Even if this is the sort of politically timed "re-announcement" that Cameron likes to scold Gordon Brown for committing, the proposed scheme still makes sense. But quite why Tesco and Marks & Spencer need to be so heavily involved has yet to be made clear. Tesco, as Cameron alluded to in his speech, does already offer a nationwide Home Insulation Service. But Tesco simply acts as the middle man in this arrangement. Any customer applications are fielded and processed by a Cornwall-based energy consultancy called Enact Energy. Enact then sub-contracts any resulting insulation work to accredited local fitters. This begs the question: just how much is Tesco likely to profit from this proposed "green deal"? (I asked Enact to clarify how this deal might work and it said that it was due to have a conference call with Tesco representatives to ask it exactly the same thing itself. I will try to post any update in the comments below, once I hear back from Enact or Tesco.)

Perhaps the bigger question is how this deal will be financed. Again, details are patchy to say the least, other than that "banks" will be involved. The Tories are stressing it will be "self-financing", but Labour has responded by saying the deal is a "green con". It's one thing saying that the savings on fuel bills achieved by homeowners once they have installed the insulation will recoup the cost of the original loan, but quite another to say how that loan will be financed in these economically challenged times. In Germany, a similar scheme called the CO2 Building Rehabilitation Programme was launched in 2001 and is largely financed by EU-approved government subsidies which are processed by the federally owned KfW Bankengruppe. To date, €6.4bn has been allocated via the German scheme. Is Cameron really prepared to go this far?
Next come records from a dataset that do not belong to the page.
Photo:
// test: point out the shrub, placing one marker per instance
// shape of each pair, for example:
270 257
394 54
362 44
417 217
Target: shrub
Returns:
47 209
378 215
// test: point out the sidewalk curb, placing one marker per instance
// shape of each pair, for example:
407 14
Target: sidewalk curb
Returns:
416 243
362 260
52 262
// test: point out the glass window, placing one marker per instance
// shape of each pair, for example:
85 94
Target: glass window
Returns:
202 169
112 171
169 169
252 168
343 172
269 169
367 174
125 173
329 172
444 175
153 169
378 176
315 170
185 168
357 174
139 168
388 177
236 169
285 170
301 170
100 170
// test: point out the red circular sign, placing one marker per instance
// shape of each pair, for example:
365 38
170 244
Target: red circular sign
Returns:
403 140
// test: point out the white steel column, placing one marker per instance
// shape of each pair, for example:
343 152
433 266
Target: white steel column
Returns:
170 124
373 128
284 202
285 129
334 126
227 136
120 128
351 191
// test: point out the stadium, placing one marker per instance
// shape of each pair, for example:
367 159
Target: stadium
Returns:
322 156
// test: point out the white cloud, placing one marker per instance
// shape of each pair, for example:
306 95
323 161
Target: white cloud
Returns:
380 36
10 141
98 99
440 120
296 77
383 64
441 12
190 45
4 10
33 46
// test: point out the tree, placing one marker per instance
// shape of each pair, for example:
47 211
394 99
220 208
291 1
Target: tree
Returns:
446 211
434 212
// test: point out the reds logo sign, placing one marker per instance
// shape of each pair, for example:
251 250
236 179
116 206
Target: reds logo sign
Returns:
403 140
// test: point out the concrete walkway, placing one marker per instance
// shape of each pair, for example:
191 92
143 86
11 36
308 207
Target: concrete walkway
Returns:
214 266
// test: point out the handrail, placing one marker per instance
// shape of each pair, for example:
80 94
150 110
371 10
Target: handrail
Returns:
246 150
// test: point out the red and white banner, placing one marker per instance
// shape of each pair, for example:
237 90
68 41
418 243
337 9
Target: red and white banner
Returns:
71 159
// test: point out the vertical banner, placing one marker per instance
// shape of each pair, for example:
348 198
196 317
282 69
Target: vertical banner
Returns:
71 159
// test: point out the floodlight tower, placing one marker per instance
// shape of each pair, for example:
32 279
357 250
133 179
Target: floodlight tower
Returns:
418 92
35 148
One interesting footnote to Cameron's announcement is his insistence that the deal is part of a "localist green revolution". He is right to identify that there is a "danger of starting to lose people" with a top-down approach to tackling climate change.

"People do not like being lectured," he said. "You have to take people with you, and the way to do that is to connect individual behaviour and rewards, and help people see the advantages of going green. We have to have carrots as well as sticks." Personally, I think Cameron will have success pushing this line.

It is welcome, too, that Cameron has finally addressed the growing climate scepticism among his backbenches, as evidenced by the frankly laughable report entitled "100 Reasons Why Global Warming is Natural" published by the Eurosceptic European Foundation – and then absurdly trumpeted on the front page of the Daily Express. As Harriet Harman pointed out during PMQs, the European Foundation boasts 11 Tory MPs as members.

Cameron would be foolish to ignore this growing dissent, but he says he has it under control: "A very small number of people take a different view on the science, but the policy is driven by me, and that is the way it is going to be."

Do not adjust your sets – this particular soap opera could become compulsive viewing over the coming months.